En 1922, ils forment une société en nom collectif avec la raison sociale A. Germain & H. Villez, chaque associé ayant les pouvoirs et la signature. Le capital social est fixé à 95.000 francs, fourni à hauteur de 85.000 francs par Antoine Germain et 10.000 francs par Henri Villez. Prévue initialement pour une durée de dix ans, l'entreprise est rapidement transformée en société anonyme au capital de 2.100.000 francs avec la raison sociale Etablissements Germain & Villez.

L’ancienne usine en 1924
L'ancienne usine en 1924
[Photo carte postale ancienne - Collection Picq]

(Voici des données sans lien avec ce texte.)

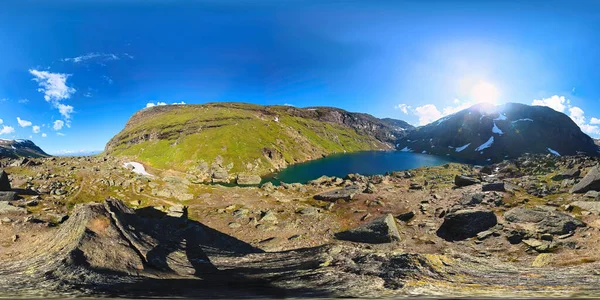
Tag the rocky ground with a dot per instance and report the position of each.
(90, 226)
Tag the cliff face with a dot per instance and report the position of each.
(485, 133)
(221, 139)
(20, 148)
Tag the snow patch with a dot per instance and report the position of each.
(486, 144)
(501, 117)
(497, 130)
(137, 168)
(553, 152)
(463, 147)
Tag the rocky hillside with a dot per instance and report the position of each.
(219, 140)
(485, 133)
(20, 148)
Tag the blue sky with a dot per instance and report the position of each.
(73, 72)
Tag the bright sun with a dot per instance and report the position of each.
(485, 92)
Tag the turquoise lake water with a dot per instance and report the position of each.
(364, 163)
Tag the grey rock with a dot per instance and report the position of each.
(380, 230)
(472, 199)
(245, 179)
(346, 193)
(461, 181)
(4, 181)
(5, 208)
(591, 182)
(569, 174)
(495, 187)
(8, 196)
(545, 220)
(591, 206)
(464, 224)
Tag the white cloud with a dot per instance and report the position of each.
(427, 114)
(91, 56)
(58, 124)
(152, 104)
(6, 130)
(558, 103)
(403, 108)
(65, 110)
(53, 85)
(55, 89)
(23, 123)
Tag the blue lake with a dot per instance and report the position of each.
(364, 163)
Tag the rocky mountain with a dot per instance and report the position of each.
(218, 140)
(20, 148)
(486, 133)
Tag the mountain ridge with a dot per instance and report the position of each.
(485, 133)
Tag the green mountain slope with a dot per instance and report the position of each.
(208, 140)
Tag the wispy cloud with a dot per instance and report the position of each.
(55, 89)
(23, 123)
(92, 56)
(6, 130)
(58, 125)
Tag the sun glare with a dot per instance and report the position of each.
(485, 92)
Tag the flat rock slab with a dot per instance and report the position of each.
(464, 224)
(381, 230)
(545, 220)
(6, 208)
(461, 180)
(591, 182)
(8, 196)
(591, 206)
(4, 182)
(345, 193)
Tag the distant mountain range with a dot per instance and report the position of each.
(20, 148)
(486, 133)
(220, 138)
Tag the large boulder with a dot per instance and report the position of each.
(545, 220)
(461, 180)
(244, 179)
(591, 182)
(8, 196)
(464, 224)
(4, 182)
(381, 230)
(346, 193)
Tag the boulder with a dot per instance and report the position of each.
(5, 208)
(569, 174)
(591, 182)
(464, 224)
(346, 193)
(4, 182)
(545, 220)
(407, 216)
(591, 206)
(380, 230)
(494, 187)
(8, 196)
(461, 180)
(245, 179)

En 1926, l’ancienne usine est remplacée par des bâtiments plus spacieux et plus fonctionnels avec du matériel performant. Ils existent encore aujourd'hui et abritent désormais une coopérative agricole et une supérette. Les rénovations entreprises permettent d’atteindre un plein rendement qui perdure jusqu’en 1930, début de la crise du secteur due à la déprime économique mondiale et accentuée par la concurrence des produits américains et l’importation de bois de quebracho d’Argentine. L’usine est reprise par Progil en 1932. Lors de la cession, Henri Villez père (bisaïeul d’Elisabeth Grasset diplômée de l’EFP en 1978) obtient que son fils Henri soit maintenu comme directeur. Progil modernise l’usine et abandonne la production de tanin liquide à 30-35 % d’extrait sec, livrée dans des fûts devenus trop onéreux pour la commercialisation.

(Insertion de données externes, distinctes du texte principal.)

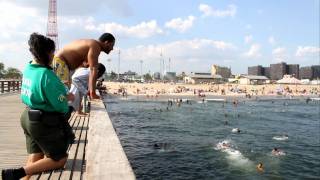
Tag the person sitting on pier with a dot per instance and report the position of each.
(71, 56)
(43, 120)
(79, 86)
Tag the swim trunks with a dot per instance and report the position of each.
(61, 69)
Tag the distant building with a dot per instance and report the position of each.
(256, 70)
(293, 69)
(267, 72)
(219, 70)
(171, 76)
(156, 76)
(310, 72)
(277, 71)
(198, 78)
(251, 79)
(316, 72)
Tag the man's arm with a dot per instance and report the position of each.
(93, 55)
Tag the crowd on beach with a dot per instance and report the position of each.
(202, 90)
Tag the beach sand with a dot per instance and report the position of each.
(204, 90)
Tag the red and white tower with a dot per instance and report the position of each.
(52, 24)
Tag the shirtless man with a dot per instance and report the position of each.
(73, 55)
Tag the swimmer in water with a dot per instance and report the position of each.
(277, 152)
(260, 167)
(225, 145)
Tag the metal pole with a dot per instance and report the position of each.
(160, 65)
(141, 62)
(119, 67)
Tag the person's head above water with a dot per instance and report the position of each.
(107, 41)
(101, 70)
(42, 49)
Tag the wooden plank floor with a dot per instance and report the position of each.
(13, 152)
(12, 145)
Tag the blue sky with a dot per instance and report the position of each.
(193, 34)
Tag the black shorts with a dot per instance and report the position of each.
(45, 137)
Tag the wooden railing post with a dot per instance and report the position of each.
(2, 86)
(8, 86)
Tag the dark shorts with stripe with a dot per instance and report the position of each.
(45, 136)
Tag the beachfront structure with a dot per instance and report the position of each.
(200, 78)
(310, 72)
(275, 71)
(219, 70)
(251, 79)
(170, 76)
(289, 79)
(156, 76)
(293, 70)
(256, 70)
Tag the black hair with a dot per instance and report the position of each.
(101, 70)
(40, 47)
(106, 37)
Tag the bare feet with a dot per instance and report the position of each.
(81, 113)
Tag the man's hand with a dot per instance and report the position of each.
(70, 97)
(94, 96)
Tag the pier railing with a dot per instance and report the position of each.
(10, 86)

De nouveaux investissements permettent la fabrication d’un extrait tannant compact à 65 % d’extrait sec, pouvant être conditionné dans des sacs de jute caoutchoutés. L’introduction d’adjuvants chimiques adéquats permet également d’améliorer la qualité et la couleur des produits exportés majoritairement vers l’Angleterre. Une nouvelle cheminée de 40 mètres est édifiée entre 1938 et 1940 par des fumistes italiens. Pour l’approvisionnement en bois de châtaignier, les coupes sont de plus en plus éloignées de l’usine. Cet éloignement augmente considérablement les coûts d’exploitation et nécessite une importante logistique de transport. Un entrepôt et des ateliers de réparation du matériel de manutention et de transport voient le jour en 1945.

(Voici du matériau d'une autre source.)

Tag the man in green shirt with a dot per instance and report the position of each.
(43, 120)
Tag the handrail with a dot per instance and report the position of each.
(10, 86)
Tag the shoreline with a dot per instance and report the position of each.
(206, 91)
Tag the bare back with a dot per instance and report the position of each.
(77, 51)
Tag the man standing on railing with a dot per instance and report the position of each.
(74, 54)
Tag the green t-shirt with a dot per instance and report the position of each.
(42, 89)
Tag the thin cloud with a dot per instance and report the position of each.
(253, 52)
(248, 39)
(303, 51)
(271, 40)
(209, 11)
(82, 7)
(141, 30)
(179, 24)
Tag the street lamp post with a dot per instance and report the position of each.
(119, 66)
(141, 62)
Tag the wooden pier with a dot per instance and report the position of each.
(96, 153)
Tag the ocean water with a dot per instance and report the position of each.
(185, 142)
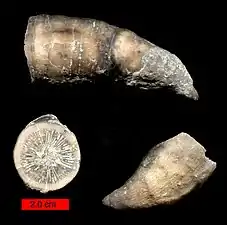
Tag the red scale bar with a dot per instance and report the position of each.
(45, 204)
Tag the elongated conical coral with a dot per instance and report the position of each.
(62, 49)
(170, 171)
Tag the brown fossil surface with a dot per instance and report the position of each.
(64, 49)
(171, 170)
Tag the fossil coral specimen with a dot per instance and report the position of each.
(63, 49)
(170, 170)
(46, 154)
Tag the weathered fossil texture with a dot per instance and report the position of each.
(46, 154)
(170, 170)
(63, 49)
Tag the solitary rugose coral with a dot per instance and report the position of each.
(46, 154)
(63, 49)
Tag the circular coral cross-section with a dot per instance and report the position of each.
(47, 154)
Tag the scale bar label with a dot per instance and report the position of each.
(45, 204)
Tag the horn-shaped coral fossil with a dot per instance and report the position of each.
(63, 49)
(46, 154)
(170, 170)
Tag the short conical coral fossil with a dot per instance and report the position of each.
(169, 171)
(46, 154)
(61, 49)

L’usine avec sa nouvelle cheminée avant la destruction de l’ancienne par minage
L’usine avec sa nouvelle cheminée
avant la destruction de l’ancienne par minage

Après la Guerre 1939-1945, le tannage à l’aide du tanin végétal n’est plus de mise. Les professionnels du cuir lui préfèrent le tannage au chrome ou celui utilisant les nouveaux tanins chimiques. La fermeture de l’usine paraît inéluctable. Son directeur, Henri Villez fils, conseille à quelques ouvriers ayant un fort potentiel d’envisager une reconversion dans d’autres secteurs. L’inévitable arrive en 1962, date de la fermeture du site par Progil. Quelques employés seulement ont l’opportunité et la volonté d’intégrer l’usine de Progil à Pont-de-Claix dans l’Isère. Saint-Sauveur-de-Montagut qui, selon Elie Reynier dispose encore de plus de 500 emplois industriels et artisanaux dans les années 1950, se trouve durement touché. Cette fermeture s’ajoutant au déclin inexorable de son industrie textile contribue à l’exode de la population rurale locale dans les années 1960.